Maya P. Florence

Ms. Florence has counseled on matters involving fraud and abuse enforcement, federal and state anti-kickback laws, advertising and promotion issues, GMP/QSR compliance, artificial intelligence and cybersecurity, HIPAA and False Claims Act defense, among other representations. She excels at advising clients facing complex challenges, quickly and efficiently assessing the wide spectrum of unique issues impacting life science and health care companies, and providing practical, business-minded advice.

Ms. Florence’s extensive experience across multiple matter types allows her to keep one step ahead of potential issues and proactively identify impact areas for clients in the industry. She applies this insight in advising FDA-regulated companies, genomic laboratories and other health care providers regarding fraud and abuse and FDA regulatory compliance in several contexts, including in connection with internal investigations, corporate integrity agreement implementation and corporate compliance programs assessments. In addition, Ms. Florence frequently serves as a subject-matter expert on high-stakes transactions, and has advised clients on more than 300 transactional matters.

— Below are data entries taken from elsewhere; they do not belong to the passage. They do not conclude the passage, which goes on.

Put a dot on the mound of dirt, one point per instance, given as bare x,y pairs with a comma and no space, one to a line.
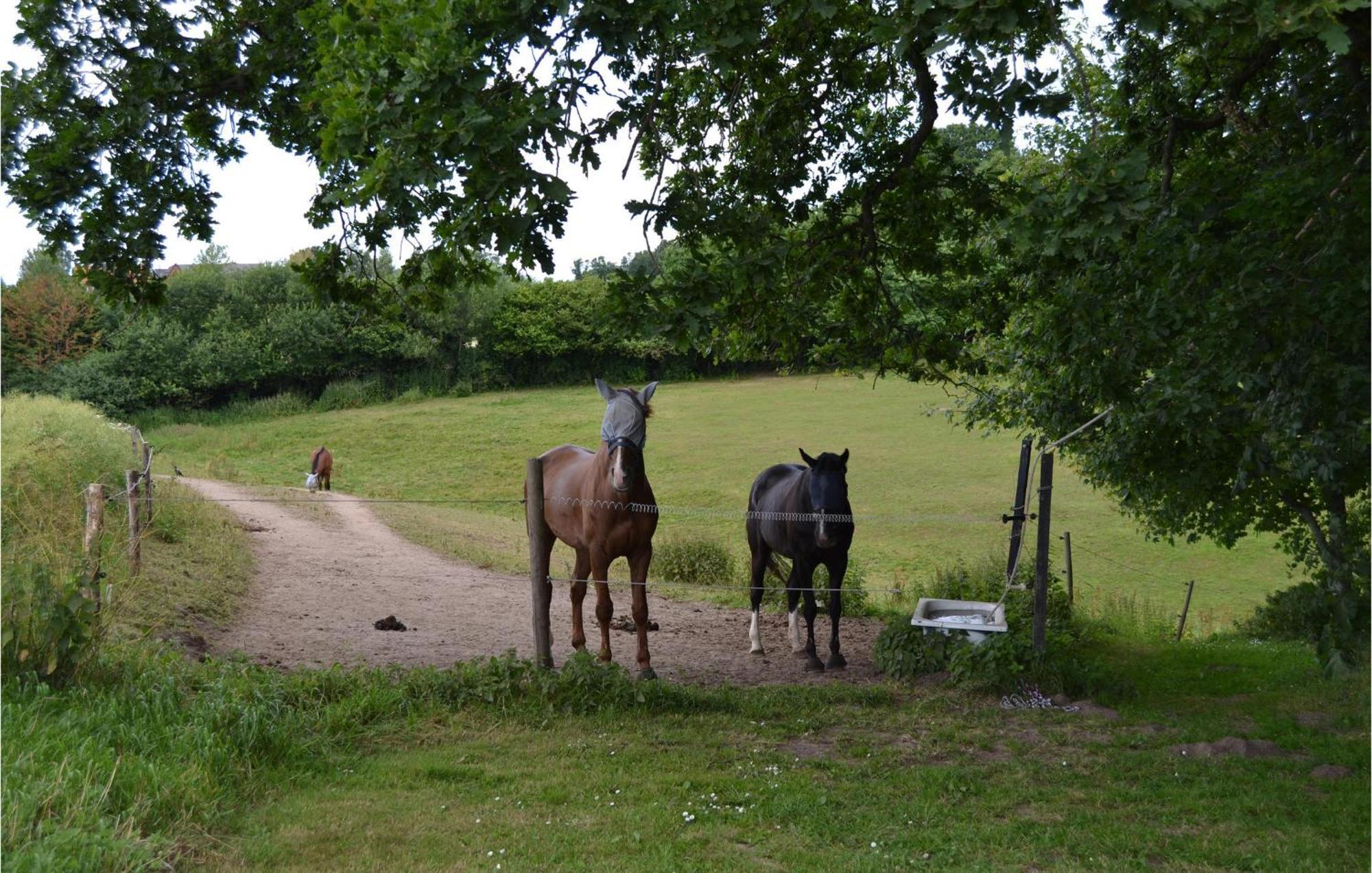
1231,746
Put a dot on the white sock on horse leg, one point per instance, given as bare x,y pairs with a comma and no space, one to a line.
755,636
794,627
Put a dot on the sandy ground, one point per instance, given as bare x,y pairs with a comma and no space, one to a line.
323,583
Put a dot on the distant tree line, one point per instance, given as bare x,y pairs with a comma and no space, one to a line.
231,334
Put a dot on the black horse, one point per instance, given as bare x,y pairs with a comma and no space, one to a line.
788,510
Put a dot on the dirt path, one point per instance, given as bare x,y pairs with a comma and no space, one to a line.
323,581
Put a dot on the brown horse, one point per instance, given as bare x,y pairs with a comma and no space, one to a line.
587,496
322,466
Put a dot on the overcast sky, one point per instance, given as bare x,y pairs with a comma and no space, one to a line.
263,201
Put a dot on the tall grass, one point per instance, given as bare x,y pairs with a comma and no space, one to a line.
53,450
134,765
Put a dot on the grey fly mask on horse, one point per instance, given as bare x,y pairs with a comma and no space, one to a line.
625,425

Ms. Florence’s recent representations include:

Enforcement/Investigations

• Purdue Pharma L.P. in connection with emerging developments relating to the marketing of opioid medications, including its successful resolution of U.S. Department of Justice (DOJ) civil and criminal investigations concerning the sale and marketing of opioid products
• a pharmaceutical manufacturer in concurrent criminal and civil investigations by the DOJ and numerous state attorneys general relating to product marketing
• a leading genomic laboratory in a self-disclosure of health care fraud and abuse concerns identified through an internal investigation, as well as the subsequent government investigation 
• a rare disease biotechnology company in an internal investigation of allegations regarding improper product promotion, as well as strategic counseling regarding product promotion, reimbursement and patient support services, and medical affairs activities
• a multinational medical device manufacturer in an internal investigation of potential fraud and abuse in connection with a patient support program, including counseling regarding potential self-disclosure mechanisms

Regulatory/Compliance

• a major medical product trade organization in drafting comments for submission to two FDA dockets
• Veloxis Pharmaceuticals A/S as plaintiffs in filing a federal action against the FDA to reverse the agency’s decision to delay approval of Veloxis’ new drug, Envarsus XR, based on marketing exclusivity given to an earlier-approved competing drug
• multiple pharmaceutical and medical device manufacturers in providing strategic counseling regarding marketing and promotion strategies, medical affairs activities, engagements with health care professionals, and reimbursement and patient support services

Transactions

• POINT Biopharma in its $1.4 billion sale to Eli Lilly
• Intercept Pharmaceuticals in its $800 million sale to Alfasigma
• Mayne Pharma Group Limited in its $475 million sale of Metrics Contracts Services to Catalent, Inc.
• Alnylam Pharmaceuticals, Inc. in its $2.8 billion co-development and co-commercialization agreement with Roche Holding AG to develop and commercialize its hypertension drug Zilebesiran
• Honeywell in its $1.3 billion acquisition of Sparta Systems, a provider of enterprise quality management software for the life sciences industry, from New Mountain Capital and other stockholders

Ms. Florence has been selected for inclusion repeatedly in Chambers USA: America’s Leading Lawyers for Business and was named a Go To Life Science/Health Care Lawyer in 2022 by Massachusetts Lawyers Weekly. In addition, she serves as the Boston office hiring partner and a member of the firm’s Women’s Initiatives Committee, which works to promote the retention and advancement of women in the firm.